By Brigitte L. Nacos
The Wall
Street Journal goes once again to bat for the sacred right to own handguns
arguing in the process that mass killings are rarer in societies in which guns
are readily available and more likely in countries with gun controls. “You
could more persuasively argue, as David Kopel does in The Wall Street Journal
today,” the paper’s editorial states, “that the presence of more guns on [the
Virginia Tech] campus might have stopped Cho sooner.” This is a favorite
argument of the right-to-bear-arms crowd—if more people have guns, the
bad guys will not dare to shoot and if they do, they will be targeted
themselves. Obviously, the opponents of strict gun control have no problem with
the prospect of Wild West style shoot-outs between people who have their finger
on the trigger of their gun at all times. The Europeans obviously do not get
it—along with liberals in the United States.

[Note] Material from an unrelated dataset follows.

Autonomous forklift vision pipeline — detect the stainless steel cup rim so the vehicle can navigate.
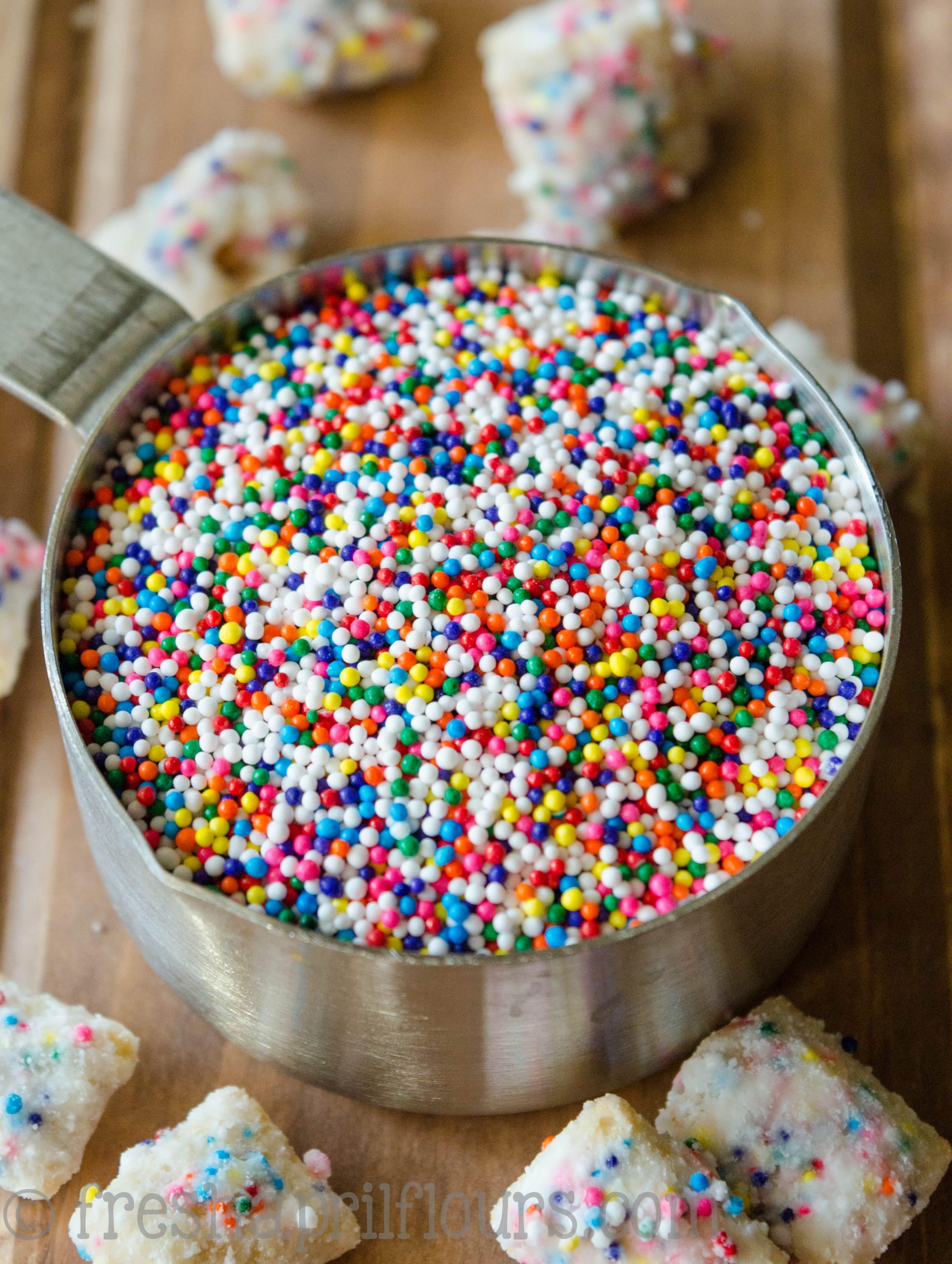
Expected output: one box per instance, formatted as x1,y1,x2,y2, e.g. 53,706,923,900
42,237,901,971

According to the Wall Street
Journal, “Reading a summary of European editorials yesterday, we couldn't help
but wonder if they all got the same New York Times memo, so uniform was their
cultural disdain and their demand for new gun restrictions.” And in a strangely
twisted logic, the paper makes a triumphant statement: “Any gun control crusade
is doomed to fail anyway in a country like the U.S.with some 200 million weapons
already in private hands.”
And how do politicians and especially presidential
candidates react to the mass shooting at Virginia Tech? As the Washington
Post reports today, some of the traditional (McCain) and opportunistic
(Giuliani) opponents of gun control were quick to reaffirm their pro-gun
positions whereas the advocates of certain gun control measures were less eager
to get into the pro-and-con debate.
Unfortunately, the Wall Street Journal may well be right in
predicting that Democrats will not be at the forefront in a campaign for gun
control. In the Journals words,“While New York Mayor Mike Bloomberg seems ready to stump
for gun restrictions, we doubt many Democrats will join him. They did so after
Columbine in 1999, only to lose the 2000 election in part because of the
cultural backlash in America's
rural and hunting counties.”
Although in the aftermath of Virginia Tech opinion surveys will once again show that a majority Americans prefer gun control, such polls will not prevail in an electoral system in which some of the smaller, rural states have disproportional influence on the outcome of presidential elections and in which the pro-gun lobby has disproportional influence on candidates and elected officials on all levels of government.